Big disappointment. Huge! I was offered a fraction of what I'd paid for the comics (cover value - not the few I'd picked up at premium prices). And told by several parties that this was reality. The titles I'd collected just aren't that marketable.
So I decided to just put up a CraigsList post with a small piece of the list and a link to a web page I created with the full list. I may stick a few of the books up on eBay if I don't get any real interest in the collection as a whole. Once I start putting books on eBay, it just makes it really hard to entertain offers for the collection in its entirety.
My expectations are low. But we'll see what happens.
What the...two posts within a week of one another? What's going on here?
Just after I posted all those scans from The Bloody Crown of Conan, I received an email about a new Dark Horse Conan comics adaptation that's coming out this month, Conan and the People of the Black Circle.
Here's Dark Horse's teaser for The People of the Black Circle:
Assassins, dark magic, and a beautiful noblewoman mean trouble for the Cimmerian barbarian unlike he's ever seen in this full-tilt escapade through the mountains of Afghulistan!
* Conan like you've never seen him”fully painted by Olivetti!
* A new miniseries set a decade after the Conan ongoing!
All this Conan stuff put me in the mood for reading some Conan comics, so I went to the longboxes of recent unread books (I'm up to three or four longboxes of comics that I haven't gotten to yet) and grabbed the recent issues of King Conan. I hadn't realized that the current King Conan books were actually adapting another story from The Bloody Crown of Conan, The Hour of the Dragon. Having recently read the actual Robert E Howard prose, I went back to the first issue and re-read the series (up to the fifth issue). Issue six, the final in the series, comes out soon. As always, there were a few people, places and scenes I had imagined differently in my own head. And a lot of the slow moving parts of the story are skipped altogether. But the comic adaptation is about as close as one would expect a comic (or movie) to be to the original. If you're not a comic book fan, but you are a Robert E Howard fan, the Dark Horse adaptations are definitely worth a look. This one especially.
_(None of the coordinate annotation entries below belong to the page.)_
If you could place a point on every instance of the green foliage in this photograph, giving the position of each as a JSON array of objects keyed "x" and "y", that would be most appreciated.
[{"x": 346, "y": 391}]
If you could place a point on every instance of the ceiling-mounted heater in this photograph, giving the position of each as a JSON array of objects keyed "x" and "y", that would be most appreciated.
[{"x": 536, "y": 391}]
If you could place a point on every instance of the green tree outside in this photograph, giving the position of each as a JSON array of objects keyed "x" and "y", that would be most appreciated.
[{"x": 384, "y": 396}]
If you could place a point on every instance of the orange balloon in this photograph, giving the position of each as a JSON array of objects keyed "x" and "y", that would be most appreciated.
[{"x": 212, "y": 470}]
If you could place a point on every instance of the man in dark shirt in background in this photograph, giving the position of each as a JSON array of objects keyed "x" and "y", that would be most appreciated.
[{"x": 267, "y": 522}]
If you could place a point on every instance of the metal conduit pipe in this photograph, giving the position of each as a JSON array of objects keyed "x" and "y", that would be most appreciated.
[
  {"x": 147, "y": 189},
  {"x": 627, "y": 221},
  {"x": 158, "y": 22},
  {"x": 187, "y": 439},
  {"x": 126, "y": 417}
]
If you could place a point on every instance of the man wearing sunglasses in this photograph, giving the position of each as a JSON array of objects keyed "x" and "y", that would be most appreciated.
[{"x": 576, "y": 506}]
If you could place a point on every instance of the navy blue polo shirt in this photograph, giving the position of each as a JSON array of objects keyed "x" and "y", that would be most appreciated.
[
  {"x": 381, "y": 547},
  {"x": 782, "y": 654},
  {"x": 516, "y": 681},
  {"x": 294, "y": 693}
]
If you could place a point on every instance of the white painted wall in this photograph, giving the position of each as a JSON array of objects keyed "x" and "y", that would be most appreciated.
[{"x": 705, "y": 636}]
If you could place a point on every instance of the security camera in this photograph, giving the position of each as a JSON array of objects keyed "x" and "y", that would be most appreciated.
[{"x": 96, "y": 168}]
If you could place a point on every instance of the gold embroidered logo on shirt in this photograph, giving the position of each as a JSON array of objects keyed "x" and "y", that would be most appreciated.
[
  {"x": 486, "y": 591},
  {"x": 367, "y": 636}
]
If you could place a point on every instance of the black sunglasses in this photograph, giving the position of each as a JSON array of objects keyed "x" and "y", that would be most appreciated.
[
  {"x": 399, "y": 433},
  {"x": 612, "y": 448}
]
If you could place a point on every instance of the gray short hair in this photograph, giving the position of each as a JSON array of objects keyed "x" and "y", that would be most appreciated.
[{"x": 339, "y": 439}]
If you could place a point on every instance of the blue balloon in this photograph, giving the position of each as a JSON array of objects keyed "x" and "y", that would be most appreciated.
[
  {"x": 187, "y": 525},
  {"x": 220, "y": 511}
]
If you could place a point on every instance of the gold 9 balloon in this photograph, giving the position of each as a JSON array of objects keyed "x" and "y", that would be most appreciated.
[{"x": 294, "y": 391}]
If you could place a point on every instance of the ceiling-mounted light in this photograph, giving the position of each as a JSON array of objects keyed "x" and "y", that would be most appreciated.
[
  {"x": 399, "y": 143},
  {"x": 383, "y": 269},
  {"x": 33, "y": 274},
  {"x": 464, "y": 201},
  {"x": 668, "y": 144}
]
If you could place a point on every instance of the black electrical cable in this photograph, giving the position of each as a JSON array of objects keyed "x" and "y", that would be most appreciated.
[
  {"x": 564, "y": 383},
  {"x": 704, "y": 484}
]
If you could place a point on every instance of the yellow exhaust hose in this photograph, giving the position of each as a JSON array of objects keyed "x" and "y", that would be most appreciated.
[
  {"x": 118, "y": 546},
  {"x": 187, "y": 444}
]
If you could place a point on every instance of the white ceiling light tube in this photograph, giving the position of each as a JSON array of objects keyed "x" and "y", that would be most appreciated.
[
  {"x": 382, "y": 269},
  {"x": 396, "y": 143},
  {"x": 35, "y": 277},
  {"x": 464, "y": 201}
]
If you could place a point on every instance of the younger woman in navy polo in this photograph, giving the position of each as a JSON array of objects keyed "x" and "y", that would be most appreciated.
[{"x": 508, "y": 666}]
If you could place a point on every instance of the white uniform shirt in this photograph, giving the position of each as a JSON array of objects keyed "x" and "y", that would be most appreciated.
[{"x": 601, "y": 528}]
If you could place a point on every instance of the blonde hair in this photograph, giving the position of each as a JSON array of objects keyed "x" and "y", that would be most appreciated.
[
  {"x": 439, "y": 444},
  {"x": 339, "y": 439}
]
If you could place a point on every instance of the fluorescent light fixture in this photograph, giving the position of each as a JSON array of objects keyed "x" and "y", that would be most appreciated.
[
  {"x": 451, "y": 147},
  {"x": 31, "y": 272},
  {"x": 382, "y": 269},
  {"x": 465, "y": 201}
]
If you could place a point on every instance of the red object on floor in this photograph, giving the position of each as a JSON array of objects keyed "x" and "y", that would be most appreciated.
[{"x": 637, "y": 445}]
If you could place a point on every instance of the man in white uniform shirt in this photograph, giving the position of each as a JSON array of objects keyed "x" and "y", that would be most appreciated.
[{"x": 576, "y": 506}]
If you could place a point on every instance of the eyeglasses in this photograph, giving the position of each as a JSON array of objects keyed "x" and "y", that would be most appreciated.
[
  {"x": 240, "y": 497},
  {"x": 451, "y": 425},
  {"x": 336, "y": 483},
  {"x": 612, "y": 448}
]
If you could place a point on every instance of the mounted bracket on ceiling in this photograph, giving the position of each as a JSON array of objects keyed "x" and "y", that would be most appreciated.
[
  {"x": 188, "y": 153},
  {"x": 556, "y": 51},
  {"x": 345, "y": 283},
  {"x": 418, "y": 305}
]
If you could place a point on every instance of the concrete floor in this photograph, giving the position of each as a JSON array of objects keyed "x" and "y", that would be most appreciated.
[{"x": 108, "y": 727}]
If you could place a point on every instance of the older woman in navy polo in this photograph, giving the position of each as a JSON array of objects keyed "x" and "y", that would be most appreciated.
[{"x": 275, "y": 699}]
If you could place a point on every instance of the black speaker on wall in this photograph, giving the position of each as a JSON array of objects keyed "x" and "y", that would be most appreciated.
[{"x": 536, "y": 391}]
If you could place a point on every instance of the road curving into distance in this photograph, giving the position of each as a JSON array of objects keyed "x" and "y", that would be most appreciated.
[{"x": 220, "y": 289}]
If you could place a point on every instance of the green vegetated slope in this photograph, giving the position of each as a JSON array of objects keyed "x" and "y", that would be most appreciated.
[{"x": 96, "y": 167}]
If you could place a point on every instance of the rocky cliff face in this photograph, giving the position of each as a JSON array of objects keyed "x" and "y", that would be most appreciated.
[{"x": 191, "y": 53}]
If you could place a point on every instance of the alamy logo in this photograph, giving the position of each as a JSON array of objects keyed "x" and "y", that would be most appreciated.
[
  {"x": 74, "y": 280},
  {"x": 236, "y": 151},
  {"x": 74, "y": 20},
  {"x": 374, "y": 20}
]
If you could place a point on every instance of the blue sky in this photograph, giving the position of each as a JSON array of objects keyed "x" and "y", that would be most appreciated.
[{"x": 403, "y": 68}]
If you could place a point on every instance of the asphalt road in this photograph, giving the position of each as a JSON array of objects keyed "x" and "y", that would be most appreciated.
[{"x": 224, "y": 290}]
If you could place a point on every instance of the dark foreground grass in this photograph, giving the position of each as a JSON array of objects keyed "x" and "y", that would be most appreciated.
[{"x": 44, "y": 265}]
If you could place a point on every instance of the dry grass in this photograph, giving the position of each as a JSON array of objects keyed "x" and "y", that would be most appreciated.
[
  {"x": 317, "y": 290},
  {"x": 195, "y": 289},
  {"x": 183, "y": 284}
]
Here are the covers for each of the issues of the comic adaptation (the actual cover scans as well as uncluttered preview versions of a couple of them).
And unlike most comic books that lure you in with gorgeous painted covers and then let you down with abysmal interior art, this book really delivers. Here are a few of my favorite pages from the first 5 issues.
I expect more great things with the adaptation of The People of the Black Circle, but the teaser pages and cover have me wondering already if the artist/writer were familiar with Robert E Howard's Hyborian geography. This story takes place in Howard's version of India and the middle east. And while the turbans and the dot on the princess's forehead seem appropriate, the princess's features aren't very Indian, and the weird Darth Maul-looking guys on the cover were nowhere in the story I read.
Judge for yourself.
I am digging that last teaser page, though. Olivetti captures the essence of Conan there.
And on a completely unrelated note, I'm still really digging the Protopage "start" page I've set up. I've abandoned everything but Protopage for my bookmarks, RSS feeds, etc., so I hope they don't disappear in the night. I haven't been able to find anything about their business model, so I'm not sure how they're paying the bills with freeloaders like me using their stuff.